Games like Gone Home, Firewatch, and The Stanley Parable are sometimes called “walking simulators,” a term that started out as derogatory before it was appropriated, or at least accepted, by people who like these games that focus more on story and exploring a space than on puzzles, fighting, and whether you win or lose. But in reading an article about the making of the interactive short film Solace, I was surprised to see the term applied to something that isn’t a game at all:
The original concept could be boiled down to a cartoon you could play with. Like a more traditional film, I wanted the story to be front and center — the interaction should not overpower the narrative. The challenge was to balance playability with the joy of sitting and listening to a good story, well told.
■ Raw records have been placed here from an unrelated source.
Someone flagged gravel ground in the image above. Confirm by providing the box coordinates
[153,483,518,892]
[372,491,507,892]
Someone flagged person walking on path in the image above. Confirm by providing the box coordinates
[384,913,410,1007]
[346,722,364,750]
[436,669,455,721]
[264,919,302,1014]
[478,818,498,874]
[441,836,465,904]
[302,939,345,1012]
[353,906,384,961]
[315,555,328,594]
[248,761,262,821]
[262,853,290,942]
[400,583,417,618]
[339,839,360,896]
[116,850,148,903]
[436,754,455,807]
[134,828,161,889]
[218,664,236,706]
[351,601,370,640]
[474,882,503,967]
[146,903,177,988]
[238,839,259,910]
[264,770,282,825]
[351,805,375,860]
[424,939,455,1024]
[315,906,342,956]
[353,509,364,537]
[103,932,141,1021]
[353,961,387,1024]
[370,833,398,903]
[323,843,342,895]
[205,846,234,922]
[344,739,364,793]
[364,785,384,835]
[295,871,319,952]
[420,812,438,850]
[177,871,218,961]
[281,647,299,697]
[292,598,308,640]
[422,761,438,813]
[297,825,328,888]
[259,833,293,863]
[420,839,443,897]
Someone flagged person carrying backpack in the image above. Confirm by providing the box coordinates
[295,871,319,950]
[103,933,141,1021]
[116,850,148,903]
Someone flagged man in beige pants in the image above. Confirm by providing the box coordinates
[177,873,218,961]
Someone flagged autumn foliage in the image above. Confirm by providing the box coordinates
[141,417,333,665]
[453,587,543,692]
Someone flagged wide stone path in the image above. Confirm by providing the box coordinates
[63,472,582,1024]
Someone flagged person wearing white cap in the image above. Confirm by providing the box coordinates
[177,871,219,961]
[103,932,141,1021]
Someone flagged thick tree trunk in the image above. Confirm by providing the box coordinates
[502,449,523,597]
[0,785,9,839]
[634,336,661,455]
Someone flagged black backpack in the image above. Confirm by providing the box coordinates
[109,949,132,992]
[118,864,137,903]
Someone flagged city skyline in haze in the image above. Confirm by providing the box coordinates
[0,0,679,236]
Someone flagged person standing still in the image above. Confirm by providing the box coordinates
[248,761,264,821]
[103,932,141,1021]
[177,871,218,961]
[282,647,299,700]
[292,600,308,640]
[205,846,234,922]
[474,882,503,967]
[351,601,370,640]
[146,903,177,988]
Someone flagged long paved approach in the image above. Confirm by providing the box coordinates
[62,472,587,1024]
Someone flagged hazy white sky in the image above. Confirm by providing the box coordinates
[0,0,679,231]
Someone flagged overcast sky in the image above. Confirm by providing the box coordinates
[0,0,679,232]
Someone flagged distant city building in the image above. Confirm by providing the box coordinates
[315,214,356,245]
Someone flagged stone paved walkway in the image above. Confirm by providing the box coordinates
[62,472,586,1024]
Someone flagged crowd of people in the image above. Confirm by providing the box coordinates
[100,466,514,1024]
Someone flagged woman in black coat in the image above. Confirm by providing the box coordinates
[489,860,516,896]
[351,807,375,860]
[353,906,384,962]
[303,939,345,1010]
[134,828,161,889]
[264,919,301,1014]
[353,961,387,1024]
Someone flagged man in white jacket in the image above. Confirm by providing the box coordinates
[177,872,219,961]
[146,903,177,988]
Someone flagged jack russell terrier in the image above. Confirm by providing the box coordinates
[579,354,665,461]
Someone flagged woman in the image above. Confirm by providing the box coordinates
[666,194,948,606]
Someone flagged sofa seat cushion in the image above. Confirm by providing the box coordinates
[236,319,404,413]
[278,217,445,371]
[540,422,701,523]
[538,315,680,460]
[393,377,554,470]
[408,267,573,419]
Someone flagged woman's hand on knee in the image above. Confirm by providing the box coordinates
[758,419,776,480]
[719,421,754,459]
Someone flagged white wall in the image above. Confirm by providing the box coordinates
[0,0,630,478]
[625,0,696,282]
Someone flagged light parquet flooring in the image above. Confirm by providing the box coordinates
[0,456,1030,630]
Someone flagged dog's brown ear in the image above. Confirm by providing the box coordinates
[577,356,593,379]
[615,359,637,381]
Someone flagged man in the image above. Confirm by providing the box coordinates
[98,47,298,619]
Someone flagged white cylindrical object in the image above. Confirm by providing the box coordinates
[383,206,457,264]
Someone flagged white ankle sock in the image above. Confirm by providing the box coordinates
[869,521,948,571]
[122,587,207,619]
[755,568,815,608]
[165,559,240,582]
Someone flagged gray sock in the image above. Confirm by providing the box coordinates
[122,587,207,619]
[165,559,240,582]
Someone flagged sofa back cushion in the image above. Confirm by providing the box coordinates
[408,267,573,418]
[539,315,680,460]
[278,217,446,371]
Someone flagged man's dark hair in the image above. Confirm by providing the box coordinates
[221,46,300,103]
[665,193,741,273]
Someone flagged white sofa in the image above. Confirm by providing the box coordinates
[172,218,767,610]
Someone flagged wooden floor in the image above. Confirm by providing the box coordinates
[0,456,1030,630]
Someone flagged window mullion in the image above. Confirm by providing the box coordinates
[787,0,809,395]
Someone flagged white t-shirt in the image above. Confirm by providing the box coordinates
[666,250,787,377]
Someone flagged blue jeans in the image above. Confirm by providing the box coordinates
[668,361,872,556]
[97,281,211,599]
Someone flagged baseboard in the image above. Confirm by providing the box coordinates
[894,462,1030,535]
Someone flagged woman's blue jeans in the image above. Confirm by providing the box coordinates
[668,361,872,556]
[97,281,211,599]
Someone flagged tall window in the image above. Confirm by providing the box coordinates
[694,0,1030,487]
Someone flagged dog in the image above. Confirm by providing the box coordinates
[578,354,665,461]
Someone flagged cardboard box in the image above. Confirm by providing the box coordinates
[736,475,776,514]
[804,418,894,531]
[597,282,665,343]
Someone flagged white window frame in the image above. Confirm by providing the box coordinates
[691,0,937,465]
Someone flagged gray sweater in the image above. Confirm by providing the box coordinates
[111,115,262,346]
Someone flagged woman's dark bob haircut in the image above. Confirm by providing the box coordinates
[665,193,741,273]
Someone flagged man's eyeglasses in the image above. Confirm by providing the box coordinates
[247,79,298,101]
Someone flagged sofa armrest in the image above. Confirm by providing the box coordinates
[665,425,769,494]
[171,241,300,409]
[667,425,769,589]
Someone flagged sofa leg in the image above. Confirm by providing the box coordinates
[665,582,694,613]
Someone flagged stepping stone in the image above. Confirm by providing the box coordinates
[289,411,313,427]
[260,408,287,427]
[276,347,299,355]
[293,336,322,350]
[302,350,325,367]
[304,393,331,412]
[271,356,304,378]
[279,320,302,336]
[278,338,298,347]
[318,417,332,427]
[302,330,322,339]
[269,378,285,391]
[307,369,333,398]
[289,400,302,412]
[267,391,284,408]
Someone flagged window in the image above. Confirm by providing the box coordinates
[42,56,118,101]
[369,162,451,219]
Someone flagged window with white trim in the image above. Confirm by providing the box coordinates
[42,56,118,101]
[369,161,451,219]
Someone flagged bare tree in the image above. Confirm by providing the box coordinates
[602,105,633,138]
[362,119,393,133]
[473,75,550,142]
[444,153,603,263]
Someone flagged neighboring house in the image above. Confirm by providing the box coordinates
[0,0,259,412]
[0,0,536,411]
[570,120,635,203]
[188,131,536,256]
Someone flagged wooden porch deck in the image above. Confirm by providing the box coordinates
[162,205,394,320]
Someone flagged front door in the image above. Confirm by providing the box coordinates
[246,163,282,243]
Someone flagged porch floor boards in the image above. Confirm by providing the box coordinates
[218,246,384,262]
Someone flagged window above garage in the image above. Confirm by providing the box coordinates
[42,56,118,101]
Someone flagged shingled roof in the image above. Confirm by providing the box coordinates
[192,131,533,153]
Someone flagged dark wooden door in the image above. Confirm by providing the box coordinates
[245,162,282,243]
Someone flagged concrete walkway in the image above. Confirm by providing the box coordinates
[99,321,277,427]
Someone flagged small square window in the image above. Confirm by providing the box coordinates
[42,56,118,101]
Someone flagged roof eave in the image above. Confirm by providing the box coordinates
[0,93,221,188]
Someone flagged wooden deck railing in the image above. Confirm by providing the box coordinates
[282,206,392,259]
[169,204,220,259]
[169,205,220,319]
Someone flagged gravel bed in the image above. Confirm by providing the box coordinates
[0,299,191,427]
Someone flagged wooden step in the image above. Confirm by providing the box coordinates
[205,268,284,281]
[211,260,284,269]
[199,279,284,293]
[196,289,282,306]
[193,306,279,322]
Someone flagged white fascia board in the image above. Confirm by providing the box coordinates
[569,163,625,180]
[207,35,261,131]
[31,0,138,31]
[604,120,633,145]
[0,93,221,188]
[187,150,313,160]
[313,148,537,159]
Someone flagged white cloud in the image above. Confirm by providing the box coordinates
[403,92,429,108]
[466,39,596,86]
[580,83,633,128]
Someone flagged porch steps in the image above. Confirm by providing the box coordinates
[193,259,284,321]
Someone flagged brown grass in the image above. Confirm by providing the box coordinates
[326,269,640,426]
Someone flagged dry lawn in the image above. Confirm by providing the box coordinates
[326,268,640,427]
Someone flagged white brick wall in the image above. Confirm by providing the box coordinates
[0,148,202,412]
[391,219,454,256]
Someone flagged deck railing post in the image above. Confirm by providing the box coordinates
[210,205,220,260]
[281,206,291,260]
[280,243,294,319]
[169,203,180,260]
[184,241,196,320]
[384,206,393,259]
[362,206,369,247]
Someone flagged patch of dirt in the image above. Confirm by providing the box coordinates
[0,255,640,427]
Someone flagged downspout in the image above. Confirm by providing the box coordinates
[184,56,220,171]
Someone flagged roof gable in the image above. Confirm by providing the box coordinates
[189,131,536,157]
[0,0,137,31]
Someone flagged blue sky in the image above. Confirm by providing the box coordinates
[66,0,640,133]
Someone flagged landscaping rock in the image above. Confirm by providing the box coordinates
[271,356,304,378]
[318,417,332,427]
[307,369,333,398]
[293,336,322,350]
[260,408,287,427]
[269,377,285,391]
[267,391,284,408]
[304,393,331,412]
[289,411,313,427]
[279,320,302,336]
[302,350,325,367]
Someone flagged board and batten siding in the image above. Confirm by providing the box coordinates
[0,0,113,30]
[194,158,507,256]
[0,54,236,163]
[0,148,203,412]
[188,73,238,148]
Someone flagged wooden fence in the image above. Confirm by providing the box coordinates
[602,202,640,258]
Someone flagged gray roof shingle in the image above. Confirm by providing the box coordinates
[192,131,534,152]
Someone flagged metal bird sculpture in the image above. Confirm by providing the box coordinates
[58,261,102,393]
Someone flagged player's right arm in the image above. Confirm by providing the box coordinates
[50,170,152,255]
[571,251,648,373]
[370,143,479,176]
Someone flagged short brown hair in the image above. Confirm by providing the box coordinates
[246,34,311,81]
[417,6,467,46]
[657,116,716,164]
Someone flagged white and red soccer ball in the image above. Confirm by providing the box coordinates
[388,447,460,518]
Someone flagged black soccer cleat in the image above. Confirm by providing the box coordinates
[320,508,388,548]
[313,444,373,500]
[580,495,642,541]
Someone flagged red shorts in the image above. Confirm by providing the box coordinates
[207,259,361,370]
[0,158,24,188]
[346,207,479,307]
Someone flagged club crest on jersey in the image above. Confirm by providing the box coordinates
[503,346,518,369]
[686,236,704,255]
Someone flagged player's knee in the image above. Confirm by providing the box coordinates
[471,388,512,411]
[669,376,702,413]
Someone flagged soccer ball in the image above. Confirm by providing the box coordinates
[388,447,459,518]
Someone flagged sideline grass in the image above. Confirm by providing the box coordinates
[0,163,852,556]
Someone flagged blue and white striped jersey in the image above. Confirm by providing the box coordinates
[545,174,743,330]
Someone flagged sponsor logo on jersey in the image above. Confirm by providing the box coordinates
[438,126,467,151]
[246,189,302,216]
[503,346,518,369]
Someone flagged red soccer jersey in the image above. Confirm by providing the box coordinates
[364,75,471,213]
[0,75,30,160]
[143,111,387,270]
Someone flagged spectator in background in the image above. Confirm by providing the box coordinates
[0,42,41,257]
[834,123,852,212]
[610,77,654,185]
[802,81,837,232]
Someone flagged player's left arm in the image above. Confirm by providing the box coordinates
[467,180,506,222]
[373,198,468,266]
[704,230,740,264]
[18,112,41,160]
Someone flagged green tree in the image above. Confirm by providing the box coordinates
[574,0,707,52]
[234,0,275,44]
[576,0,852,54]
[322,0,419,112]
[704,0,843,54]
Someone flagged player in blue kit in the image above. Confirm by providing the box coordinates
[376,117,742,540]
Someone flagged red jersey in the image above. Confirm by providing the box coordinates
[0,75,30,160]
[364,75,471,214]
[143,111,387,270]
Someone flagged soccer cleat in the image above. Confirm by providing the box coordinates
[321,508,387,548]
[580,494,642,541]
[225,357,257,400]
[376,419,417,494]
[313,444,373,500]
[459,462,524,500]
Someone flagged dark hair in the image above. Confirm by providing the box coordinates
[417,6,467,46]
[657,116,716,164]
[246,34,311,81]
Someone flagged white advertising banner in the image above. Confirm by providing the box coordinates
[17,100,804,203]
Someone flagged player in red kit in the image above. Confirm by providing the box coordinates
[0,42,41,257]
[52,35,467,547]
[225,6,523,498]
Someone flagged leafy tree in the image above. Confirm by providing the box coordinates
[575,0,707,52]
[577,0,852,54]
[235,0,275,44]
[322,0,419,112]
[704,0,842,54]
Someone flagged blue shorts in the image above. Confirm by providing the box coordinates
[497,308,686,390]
From the start it became apparent that there was a conflict between listening to the narrator’s voice and playing with the interaction. If any of interaction was too complicated, or absorbing, users would miss key moments in the narrative. On the other hand, not being a traditional animation, if the interaction wasn’t strong enough, a user would get bored. This was an experience that couldn’t use traditional game mechanics, or puzzles in general. It had to be closer to a film that you are mindlessly toying with. Nothing to solve. Nothing to complete.
Through numerous iterations and user testing, the end result can be described (in the trendy parlance) as a ‘2D walking simulator’. The user plays with each of the 17 scenes, but their actions don’t drive the narrative. Each scene and the interaction within the scene is a metaphor for the story at that particular point. Sometimes it is as simple as what the narrator says is what the user sees. At other times, the interaction referred or alluded to greater themes of the story.
This offhanded comment by Evan Boehm does something brilliant: It redefines “walking simulator” as a storytelling technique rather than a game genre, a technique that strikes what I think is a very satisfying balance between player agency and authorial control.